Members of the U.S. Olympic Committee met to discuss the case and at 6 am next morning, she was informed that she had been removed for the U.S. Olympic team.
Holm pleaded, then when that didn't work, lashed out at the officials, but all in vain. She was not re-instated.
Living a charmed life
She couldn't take part in the games but that didn't prevent her from having a great time in Berlin. The Nazis entertained her as a special visitor. In 1972, in an interview to Sports Illustrated, she said, "I had such fun! I enjoyed the parties, the Heil Hitlers, the uniforms, the flags. Goring was fun. He had a good personality. So did one with the club foot (Goebbels). Goring gave me a sterling-silver swastika. I had a mold made of it and I put a diamond Star of David in the middle."
Holm became even more popular after the Berlin Games. She worked in a film (Tarzan's Revenge) with decathlon champion Glenn Morris.
In 1939, just before war broke out, she married impresario Billy Rose. They lived a lavish life even during the hard war-years. But it was too good to last. In 1954, they divorced after a rather shameful episode known in the media as 'The War of the Roses'.
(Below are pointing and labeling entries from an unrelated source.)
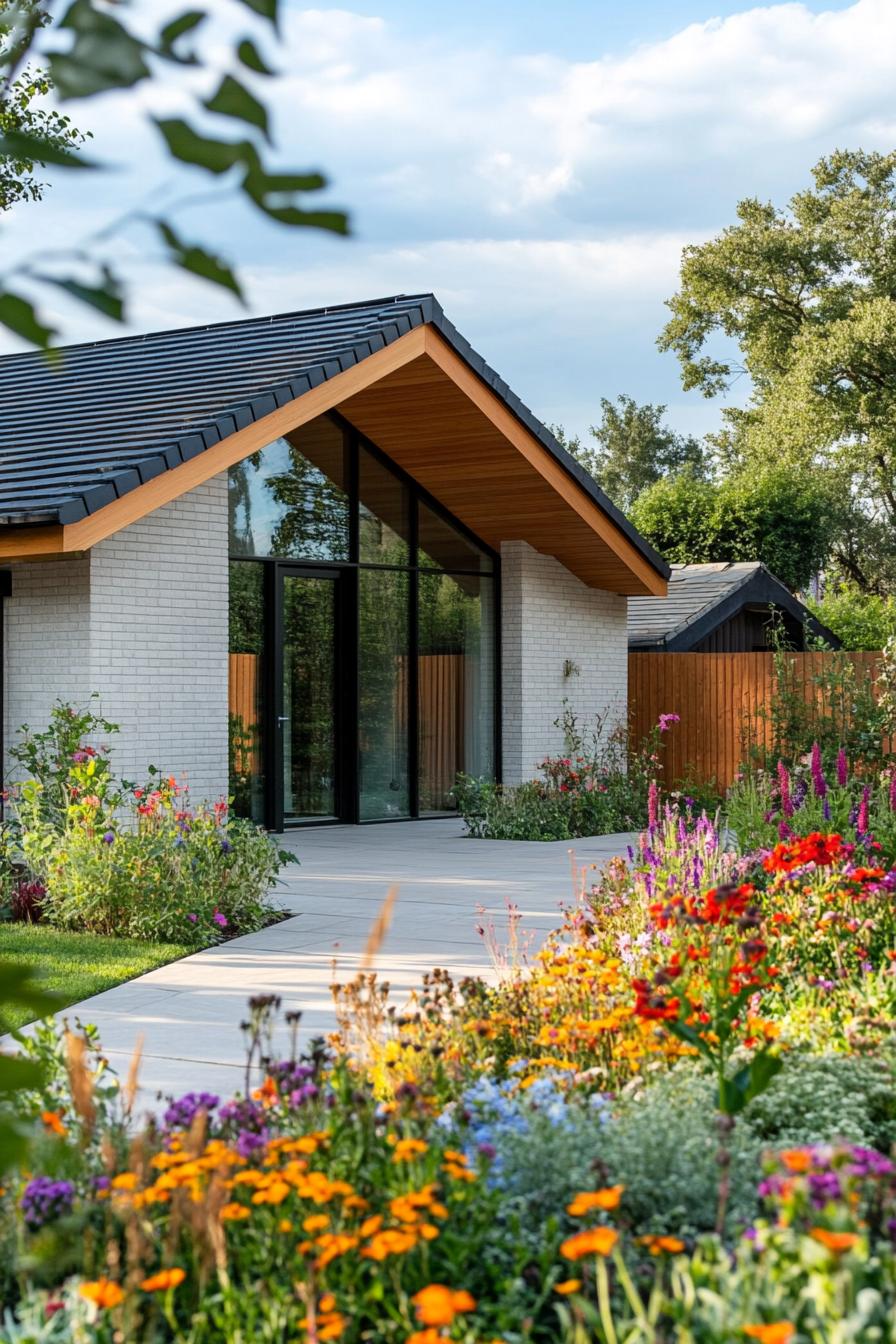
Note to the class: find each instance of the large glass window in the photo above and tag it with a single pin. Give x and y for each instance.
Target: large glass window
(456, 683)
(383, 667)
(445, 547)
(384, 514)
(363, 637)
(246, 688)
(290, 497)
Holm led a charmed life. She had seen the ups and downs but never compromised with living on her own terms. She never lost 'it'. In 1999, 85-year old Holm was invited to the White House for a reception in honour of 'Women in Sports'. She looked up at president Bill Clinton and said, " Mr. President, you're really a good looking dude!" Five years later, she would pass away due to renal failure.